Обличье мужика было еще более потрепанным, чем у него самого. Мешки под глазами и бабья одутловатость лица выдавали давно и упорно пьющего гражданина, что подтверждал и густой свежий перегар, бьющий на поражение с трехметровой дистанции. Одежка его выглядела поношенной, но не грязной, а щетина была, пожалуй, покороче, чем у Петра. Женщину издали хотелось бы назвать миловидной, но вблизи все та же одутловатость и совершенная неопределенность возраста – ей можно было бы дать и тридцать лет, и сорок – выдавали предпочтения в жизни, полностью совпадающие со страстями ее спутника.

Тот тоже колебался во времени, правда, в категории от сорока до пятидесяти. Можно было сделать вывод, что парочка явно не вчера ушла в плаванье по морю зеленого змия, хотя и не окончательно утонула в его волнах.

– Пошли отсюда, а то опять Унтер нас заметет и в камеру определит, – сказала женщина и потянула мужчину за собой. – Через мост уйдем.

Петр посмотрел в противоположную от подземного перехода сторону и увидел мост, переброшенный через пути. Маршрут отступления определился, и он без особых сомнений пристроился в кильватер рвущемуся к свободе тандему.

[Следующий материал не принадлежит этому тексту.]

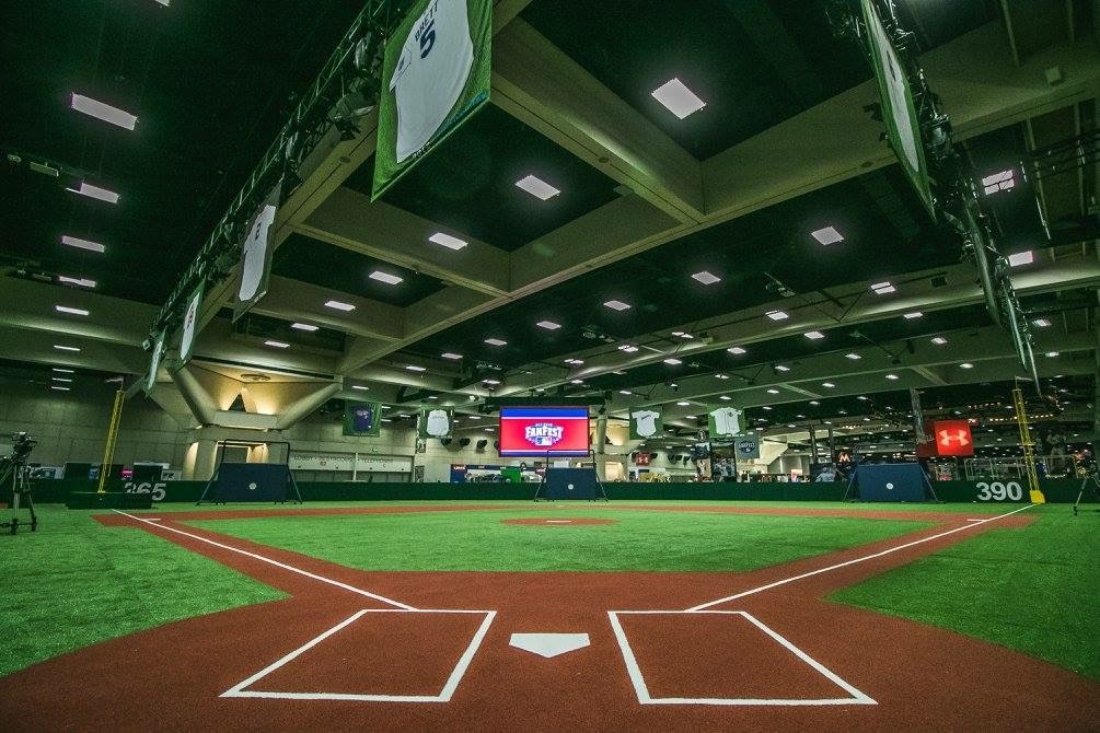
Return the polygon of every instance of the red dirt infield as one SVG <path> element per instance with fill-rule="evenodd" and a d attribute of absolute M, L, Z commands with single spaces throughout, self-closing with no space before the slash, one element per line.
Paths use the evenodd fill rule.
<path fill-rule="evenodd" d="M 965 513 L 944 515 L 903 537 L 745 574 L 367 573 L 160 517 L 114 514 L 110 523 L 292 598 L 107 641 L 0 678 L 0 730 L 1086 731 L 1100 720 L 1100 685 L 1086 678 L 823 600 L 1025 515 L 969 525 Z M 710 609 L 725 613 L 686 611 L 737 593 Z M 362 609 L 378 612 L 322 638 Z M 484 637 L 471 641 L 476 622 L 490 619 Z M 510 647 L 513 633 L 587 633 L 591 645 L 543 658 Z M 305 697 L 222 697 L 264 670 L 243 689 Z M 459 671 L 446 702 L 333 697 L 436 695 Z"/>

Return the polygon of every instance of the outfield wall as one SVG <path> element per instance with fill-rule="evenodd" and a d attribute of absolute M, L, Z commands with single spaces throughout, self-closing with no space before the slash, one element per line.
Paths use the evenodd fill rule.
<path fill-rule="evenodd" d="M 845 484 L 605 484 L 612 500 L 644 499 L 703 501 L 840 501 Z M 163 481 L 134 486 L 132 482 L 109 481 L 108 490 L 130 493 L 152 493 L 154 501 L 194 502 L 202 495 L 206 481 Z M 299 482 L 306 501 L 386 501 L 386 500 L 529 500 L 535 484 L 384 484 L 384 482 Z M 1043 491 L 1049 502 L 1072 503 L 1080 491 L 1076 479 L 1047 479 Z M 96 481 L 37 480 L 34 498 L 40 503 L 63 503 L 69 492 L 95 491 Z M 934 484 L 941 501 L 1018 503 L 1027 500 L 1027 490 L 1019 481 L 937 481 Z M 1088 492 L 1086 500 L 1093 499 Z"/>

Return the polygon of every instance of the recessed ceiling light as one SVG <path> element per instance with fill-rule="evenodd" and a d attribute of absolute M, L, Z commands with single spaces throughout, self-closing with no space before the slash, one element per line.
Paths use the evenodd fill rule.
<path fill-rule="evenodd" d="M 331 308 L 331 309 L 338 310 L 338 311 L 353 311 L 353 310 L 355 310 L 355 307 L 352 306 L 351 303 L 340 302 L 339 300 L 330 300 L 330 301 L 328 301 L 328 302 L 324 303 L 324 307 L 326 308 Z"/>
<path fill-rule="evenodd" d="M 114 191 L 108 191 L 106 188 L 100 188 L 98 186 L 92 186 L 91 184 L 80 182 L 80 188 L 66 188 L 66 191 L 73 191 L 74 193 L 79 193 L 80 196 L 87 196 L 89 199 L 99 199 L 100 201 L 107 201 L 108 203 L 118 203 L 119 195 Z"/>
<path fill-rule="evenodd" d="M 553 197 L 561 193 L 560 190 L 546 182 L 541 178 L 536 178 L 535 176 L 524 176 L 516 181 L 516 186 L 524 189 L 537 199 L 552 199 Z"/>
<path fill-rule="evenodd" d="M 68 234 L 62 236 L 62 244 L 76 247 L 78 249 L 87 249 L 89 252 L 103 252 L 107 248 L 98 242 L 89 242 L 88 240 L 69 236 Z"/>
<path fill-rule="evenodd" d="M 69 100 L 69 107 L 77 112 L 84 112 L 85 114 L 94 116 L 97 120 L 110 122 L 111 124 L 117 124 L 120 127 L 125 127 L 127 130 L 133 130 L 134 125 L 138 124 L 138 118 L 133 114 L 120 110 L 117 107 L 105 104 L 103 102 L 92 99 L 91 97 L 85 97 L 84 95 L 74 93 Z"/>
<path fill-rule="evenodd" d="M 1033 262 L 1035 262 L 1035 253 L 1031 249 L 1009 255 L 1010 267 L 1022 267 L 1023 265 L 1031 265 Z"/>
<path fill-rule="evenodd" d="M 447 247 L 448 249 L 461 249 L 470 244 L 465 240 L 460 240 L 457 236 L 451 236 L 450 234 L 444 234 L 443 232 L 436 232 L 428 237 L 428 241 L 435 242 L 436 244 Z"/>
<path fill-rule="evenodd" d="M 397 277 L 396 275 L 391 275 L 389 273 L 383 273 L 382 270 L 374 270 L 369 278 L 372 280 L 377 280 L 378 282 L 385 282 L 386 285 L 397 285 L 405 280 L 403 277 Z"/>
<path fill-rule="evenodd" d="M 89 280 L 86 277 L 67 277 L 65 275 L 58 275 L 57 281 L 63 285 L 75 285 L 80 288 L 95 288 L 96 281 Z"/>
<path fill-rule="evenodd" d="M 649 93 L 681 120 L 706 107 L 706 102 L 676 77 L 669 79 Z"/>
<path fill-rule="evenodd" d="M 820 229 L 816 232 L 810 232 L 810 236 L 814 237 L 822 244 L 836 244 L 837 242 L 844 242 L 844 236 L 840 232 L 836 231 L 833 226 L 826 226 L 825 229 Z"/>

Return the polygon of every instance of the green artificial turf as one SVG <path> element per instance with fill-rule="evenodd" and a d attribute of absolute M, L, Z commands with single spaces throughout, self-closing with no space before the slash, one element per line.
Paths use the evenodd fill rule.
<path fill-rule="evenodd" d="M 923 621 L 1100 680 L 1100 514 L 1065 504 L 846 588 L 833 600 Z"/>
<path fill-rule="evenodd" d="M 615 524 L 525 526 L 502 519 Z M 820 517 L 496 509 L 189 522 L 367 570 L 754 570 L 927 526 Z"/>
<path fill-rule="evenodd" d="M 38 531 L 0 535 L 0 676 L 169 621 L 284 595 L 141 530 L 37 510 Z"/>

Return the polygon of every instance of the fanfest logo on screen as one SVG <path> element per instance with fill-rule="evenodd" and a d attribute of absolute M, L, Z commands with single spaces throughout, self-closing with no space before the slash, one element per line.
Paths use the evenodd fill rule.
<path fill-rule="evenodd" d="M 588 409 L 503 407 L 499 434 L 502 456 L 584 456 Z"/>

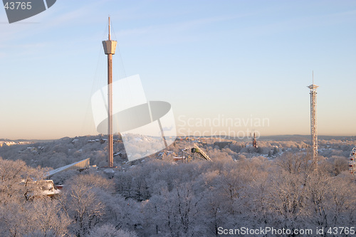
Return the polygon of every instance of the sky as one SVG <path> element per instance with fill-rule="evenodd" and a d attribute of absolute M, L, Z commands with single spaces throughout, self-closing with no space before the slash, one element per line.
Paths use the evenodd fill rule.
<path fill-rule="evenodd" d="M 9 23 L 0 9 L 0 138 L 96 135 L 90 98 L 139 74 L 178 135 L 356 135 L 356 1 L 58 0 Z"/>

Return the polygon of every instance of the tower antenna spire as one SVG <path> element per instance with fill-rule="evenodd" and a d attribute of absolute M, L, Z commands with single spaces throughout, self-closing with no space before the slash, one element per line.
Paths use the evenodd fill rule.
<path fill-rule="evenodd" d="M 112 55 L 116 49 L 115 41 L 111 40 L 110 17 L 109 16 L 108 40 L 103 41 L 104 53 L 108 55 L 108 164 L 109 167 L 114 167 L 114 145 L 112 135 Z"/>
<path fill-rule="evenodd" d="M 111 32 L 110 32 L 110 17 L 109 16 L 109 41 L 111 41 Z"/>

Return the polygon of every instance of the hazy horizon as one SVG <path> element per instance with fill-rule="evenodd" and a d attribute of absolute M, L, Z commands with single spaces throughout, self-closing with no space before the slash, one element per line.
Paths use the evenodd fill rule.
<path fill-rule="evenodd" d="M 352 1 L 58 1 L 0 24 L 0 137 L 98 133 L 90 98 L 107 81 L 108 14 L 114 81 L 140 74 L 148 100 L 172 105 L 178 136 L 308 135 L 313 71 L 319 135 L 355 135 L 355 9 Z"/>

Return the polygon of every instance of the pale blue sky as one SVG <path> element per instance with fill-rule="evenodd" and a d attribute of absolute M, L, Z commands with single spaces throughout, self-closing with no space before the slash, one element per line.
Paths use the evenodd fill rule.
<path fill-rule="evenodd" d="M 214 131 L 308 135 L 312 70 L 319 134 L 356 135 L 355 1 L 58 0 L 11 24 L 0 9 L 0 138 L 96 134 L 109 14 L 115 80 L 140 74 L 182 135 L 211 131 L 183 121 L 216 118 L 269 124 Z"/>

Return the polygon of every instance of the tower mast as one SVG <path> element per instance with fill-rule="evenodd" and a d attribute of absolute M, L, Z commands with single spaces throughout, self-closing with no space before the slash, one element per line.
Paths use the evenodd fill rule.
<path fill-rule="evenodd" d="M 109 16 L 108 40 L 103 41 L 104 52 L 108 55 L 108 165 L 114 166 L 114 139 L 112 135 L 112 55 L 115 54 L 117 41 L 111 40 L 110 18 Z"/>
<path fill-rule="evenodd" d="M 312 142 L 312 162 L 318 169 L 318 126 L 316 119 L 316 89 L 319 86 L 314 85 L 314 72 L 313 72 L 313 84 L 308 88 L 310 89 L 310 135 Z"/>

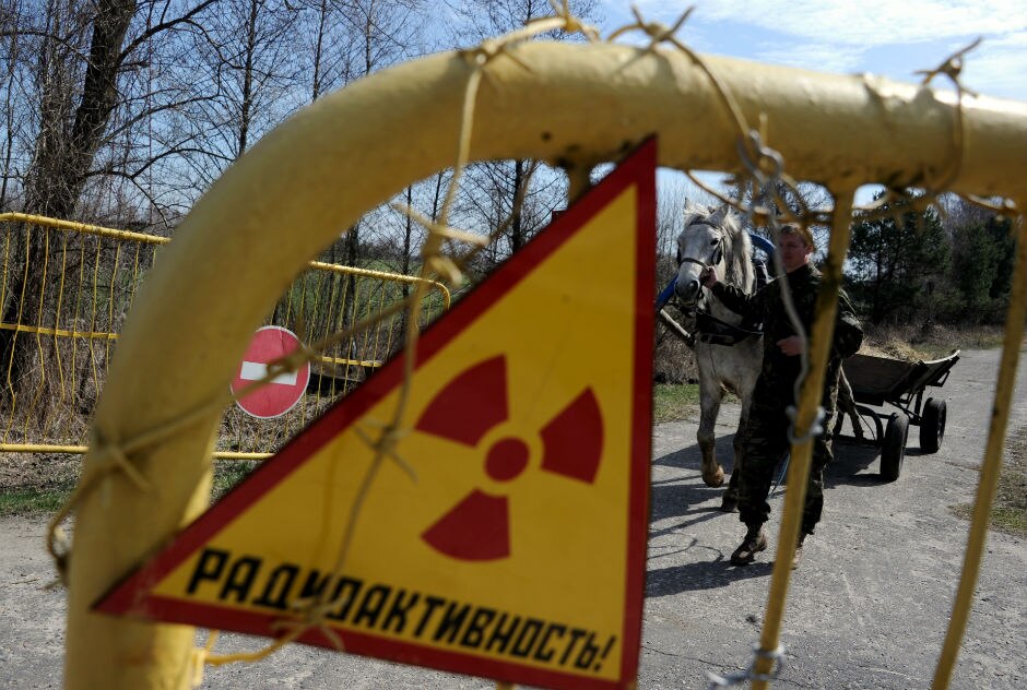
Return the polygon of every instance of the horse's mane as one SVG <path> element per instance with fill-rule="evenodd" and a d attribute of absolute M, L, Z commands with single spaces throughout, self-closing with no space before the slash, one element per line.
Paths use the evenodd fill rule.
<path fill-rule="evenodd" d="M 753 267 L 753 243 L 742 228 L 742 219 L 730 206 L 720 209 L 685 207 L 685 227 L 704 221 L 712 223 L 724 234 L 724 282 L 741 287 L 745 293 L 756 289 L 756 270 Z"/>

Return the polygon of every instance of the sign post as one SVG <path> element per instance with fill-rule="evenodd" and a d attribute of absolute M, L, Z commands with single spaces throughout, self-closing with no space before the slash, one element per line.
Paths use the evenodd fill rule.
<path fill-rule="evenodd" d="M 232 381 L 232 392 L 237 394 L 253 381 L 264 378 L 268 374 L 268 365 L 292 354 L 298 347 L 299 338 L 287 329 L 278 325 L 258 329 L 246 348 L 235 380 Z M 252 393 L 236 400 L 235 404 L 251 417 L 281 417 L 296 406 L 309 381 L 310 362 L 306 362 L 298 370 L 280 374 Z"/>
<path fill-rule="evenodd" d="M 300 624 L 299 642 L 349 653 L 634 688 L 654 176 L 650 141 L 425 331 L 396 447 L 416 480 L 366 440 L 400 398 L 396 359 L 98 610 L 268 637 Z"/>

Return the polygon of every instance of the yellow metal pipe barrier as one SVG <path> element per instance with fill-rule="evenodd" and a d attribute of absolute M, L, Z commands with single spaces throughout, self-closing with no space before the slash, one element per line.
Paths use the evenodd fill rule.
<path fill-rule="evenodd" d="M 247 152 L 186 218 L 135 300 L 96 411 L 70 559 L 68 687 L 188 687 L 190 627 L 90 607 L 205 508 L 222 395 L 253 329 L 338 228 L 452 165 L 477 70 L 472 159 L 591 166 L 657 133 L 662 165 L 741 169 L 736 130 L 684 55 L 506 50 L 516 60 L 440 53 L 319 99 Z M 948 172 L 956 109 L 944 96 L 725 58 L 707 64 L 749 121 L 767 114 L 765 141 L 798 178 L 851 189 Z M 1027 159 L 1027 105 L 979 98 L 964 114 L 966 151 L 948 188 L 1012 195 L 1022 182 L 1007 171 Z M 287 218 L 288 233 L 271 217 Z M 232 257 L 234 270 L 212 257 Z"/>

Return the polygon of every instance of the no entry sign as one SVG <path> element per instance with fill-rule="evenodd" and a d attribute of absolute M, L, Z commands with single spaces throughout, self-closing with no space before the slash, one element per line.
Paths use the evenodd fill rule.
<path fill-rule="evenodd" d="M 259 381 L 268 373 L 268 365 L 299 347 L 299 338 L 287 329 L 265 325 L 253 334 L 243 356 L 239 370 L 232 382 L 232 392 L 238 393 Z M 310 380 L 310 364 L 305 364 L 298 371 L 283 373 L 270 383 L 257 389 L 236 401 L 239 409 L 261 419 L 281 417 L 292 409 L 303 397 Z"/>

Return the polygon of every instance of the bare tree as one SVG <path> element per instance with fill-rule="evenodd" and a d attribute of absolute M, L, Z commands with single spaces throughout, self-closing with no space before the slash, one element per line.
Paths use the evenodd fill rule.
<path fill-rule="evenodd" d="M 474 0 L 447 2 L 447 5 L 457 19 L 452 39 L 458 44 L 476 43 L 553 13 L 547 0 Z M 594 22 L 598 3 L 581 0 L 572 3 L 571 11 L 586 22 Z M 577 38 L 563 32 L 553 32 L 550 37 Z M 532 167 L 530 160 L 515 159 L 476 164 L 468 170 L 463 204 L 467 214 L 472 218 L 476 215 L 471 226 L 481 224 L 491 231 L 509 221 L 504 237 L 506 247 L 483 254 L 483 270 L 487 271 L 496 261 L 519 250 L 545 227 L 552 212 L 565 204 L 566 180 L 543 170 L 532 181 L 528 177 Z M 516 202 L 519 198 L 522 203 Z"/>
<path fill-rule="evenodd" d="M 97 154 L 110 142 L 115 111 L 122 106 L 141 108 L 144 104 L 126 100 L 126 85 L 145 67 L 141 49 L 180 27 L 193 25 L 196 19 L 214 0 L 180 7 L 172 0 L 25 0 L 27 17 L 13 24 L 5 35 L 16 35 L 17 50 L 10 60 L 21 61 L 15 71 L 33 75 L 35 127 L 31 160 L 22 177 L 23 207 L 29 213 L 73 218 L 83 191 L 91 179 L 123 172 L 115 170 L 118 162 L 129 156 L 107 156 L 101 170 L 94 168 Z M 15 7 L 15 5 L 12 5 Z M 140 21 L 141 8 L 160 8 L 157 22 Z M 147 15 L 149 16 L 149 15 Z M 143 17 L 145 20 L 145 17 Z M 146 114 L 137 111 L 125 122 L 140 121 Z M 10 117 L 10 116 L 9 116 Z M 8 133 L 8 141 L 12 141 Z M 10 177 L 10 167 L 5 177 Z M 59 249 L 45 241 L 46 235 L 25 227 L 8 229 L 8 242 L 14 258 L 8 266 L 0 309 L 3 323 L 17 323 L 23 314 L 42 324 L 52 321 L 55 313 L 46 307 L 52 298 L 55 281 L 47 281 L 46 267 Z M 71 242 L 76 240 L 71 240 Z M 110 271 L 108 271 L 108 274 Z M 19 297 L 24 296 L 19 299 Z M 52 352 L 39 350 L 32 338 L 17 337 L 16 330 L 0 333 L 0 353 L 8 365 L 8 380 L 20 381 L 34 366 L 46 368 Z M 56 347 L 56 345 L 54 345 Z M 8 386 L 14 395 L 17 383 Z"/>

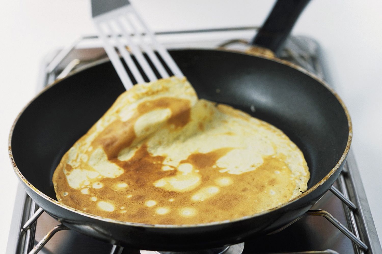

Похоже, данные гуманоиды, как и он, не спешили в объятия той, что «нас бережет». Странно, но, кроме нежелания встречаться с милицией, Петр как-то совсем несложно, словно уже имел опыт, просчитал вполне определенную перспективу, некую полезную схемку, связанную с парочкой, за которой шагал по перрону.

Женщина несколько раз оглядывалась, сначала определяя, нет ли за ними милицейской погони, а потом уже подозрительно посматривая на Петра, севшего им на хвост. На мосту они свернули влево, уходя дальше от вокзала, а пройдя его и спустившись, завернули под пролет к забору, отгораживающему пути. Петр также зашел под мост и остановился в трех шагах от них.

– Кока, этот козел за нами идет с самого перрона, – громко, так что Петру было все слышно, зашептала спутнику женщина. – Он за нами следит. Это наверняка мент. Он нас сдаст…

Мужчина, несмотря на явно большее подпитие, а может, именно и благодаря ему, на окружающее смотрел проще и благодушнее.

– Какой он, к хренам, мент, Валентина? Посмотри на его фейс. Таких самих в ментовку метут рядами и колоннами, – окинув взглядом Петра, доверительно сообщил женщине Кока.

И, уже обращаясь к нему, хотя женщина дергала за рукав, спросил:

– Мужик, тебе чего надо? Если выпить, так мы на мели. Улов, видишь, нулевой.

Он тряхнул в руке тощую болоньевую сумку, в которой сиротливо звякнули две пустые бутылки. Затем на секунду задумался и с надеждой во взоре, но с сомнением в голосе спросил:

– А может, ты, корешок, нас угостишь? Мы не откажемся, не волнуйся. Заодно и познакомимся.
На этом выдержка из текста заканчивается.